As far as documenting the Cochran lineage, I have none beyond Jacob to prove the names of his parents or grandparents. Locating a census record or a will or more would help to prove this lineage. Perhaps Jacob told his children about his parents but reading the census records, I can safely say there were dozens of Williams, Alexanders, and Jacob Cochrans in Pennsylvania and Ohio and even those who migrated to Iowa Territory. Apparently William Cochran married Martha Henderson in Ohio and had Jacob.
Fortunately for many other lineages, those before us have done a lot of research that I can go back and verify for myself leaving reason to believe most of what I can see.
Isaac and Barsheba Clark Coonfield spent many years in early Kentucky and then moved to Indiana with their grown children. She was found widowed on the 1830 census. Her son Isaac Benjamin Coonfield moved his family to Arkansas. This family is mentioned in the book of the Early History of Morgan County Indiana. Benjamin Wallace Coonfield married Lattie Cedonia Little and they had Amy, Ruth and Luella Coonfield. Amy married Joe Gray and I had corresponded with their daughter Verna, who forwarded copies of her late sister's research ( Dorline Gray ) who was trying to connect this lineage to Chief Powhatan.
Dorline had also been corresponding with our cousin Martha in Arizona, who also shared a great amount of research with me regarding L P Little.
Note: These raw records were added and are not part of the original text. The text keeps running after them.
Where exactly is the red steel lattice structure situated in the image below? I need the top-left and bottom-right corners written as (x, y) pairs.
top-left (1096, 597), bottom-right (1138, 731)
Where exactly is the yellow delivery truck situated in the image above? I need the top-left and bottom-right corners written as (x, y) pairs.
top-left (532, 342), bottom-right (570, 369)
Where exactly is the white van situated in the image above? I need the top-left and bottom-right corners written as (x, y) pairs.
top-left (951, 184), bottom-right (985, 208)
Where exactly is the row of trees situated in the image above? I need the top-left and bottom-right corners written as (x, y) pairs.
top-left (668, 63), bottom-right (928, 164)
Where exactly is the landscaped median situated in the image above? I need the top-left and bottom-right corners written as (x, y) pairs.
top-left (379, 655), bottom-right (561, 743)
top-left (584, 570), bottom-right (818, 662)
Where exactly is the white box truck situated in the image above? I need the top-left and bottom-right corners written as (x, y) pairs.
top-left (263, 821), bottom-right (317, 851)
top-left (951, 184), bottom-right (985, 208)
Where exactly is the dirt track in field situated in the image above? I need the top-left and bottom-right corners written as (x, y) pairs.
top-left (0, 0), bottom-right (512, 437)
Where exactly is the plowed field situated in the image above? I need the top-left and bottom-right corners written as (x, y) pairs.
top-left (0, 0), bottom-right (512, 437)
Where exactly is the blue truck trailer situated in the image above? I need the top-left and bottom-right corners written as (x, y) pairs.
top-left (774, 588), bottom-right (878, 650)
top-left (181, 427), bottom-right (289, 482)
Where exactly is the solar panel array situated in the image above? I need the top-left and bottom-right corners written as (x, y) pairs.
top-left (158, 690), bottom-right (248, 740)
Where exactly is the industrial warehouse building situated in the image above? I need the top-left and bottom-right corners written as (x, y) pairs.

L P Little had a great way of leaving a trail of his elders by giving each child a middle name of one of his ancestors and I am honoring him and his work by writing about him on the Kentucky webpage.
Arkansas land records indicate that Isaac Coonfield bought land in 1856.
Hiram Lucius Little, son of Betsy Douglas and Jonas Little, had lost his wife, Catherine Wright, in Kentucky and moved to Texas. His son John Little served in the Civil War as a blacksmith, married, had several children, lost his wife and then moved his family into Arkansas. Our grandma Betsy was found widowed and living with her daughter Betsy Roberts on the 1850 census.
Hiram Little married Rebecca Isabella Adams in Bosque County Texas and had more children including a Hiram jr. Most are buried at the Meridian Cemetery. Hiram's headstone refers to him as a doctor and a mason.
Apparently some of the brothers of grandpa Jonas had already removed to Texas by 1800 and our Hiram had joined them. Our Texas migration needs further study.
Betsy Douglass Little had another son named Douglass Little who married Martha Ann Wright, his sister in law. Martha named her first son, Powhatan and he was a lawyer, and a judge, who was a great writer and did a lot of research on his lineage; as did his daughter, Laura Simmons Little. They traced Mary Handley to parents Martha Mason and George Handley of Ireland, noting that Mary was born asea, on the trip over. Mary's brother was Captain John Handley. Their notes also chart a Thomas Jones settling in the 1600s on James River in Bermuda Hundred, Henrico County, Virginia and wrote about a Polly Jones who may have been the wife or companion of Charles Weatherford.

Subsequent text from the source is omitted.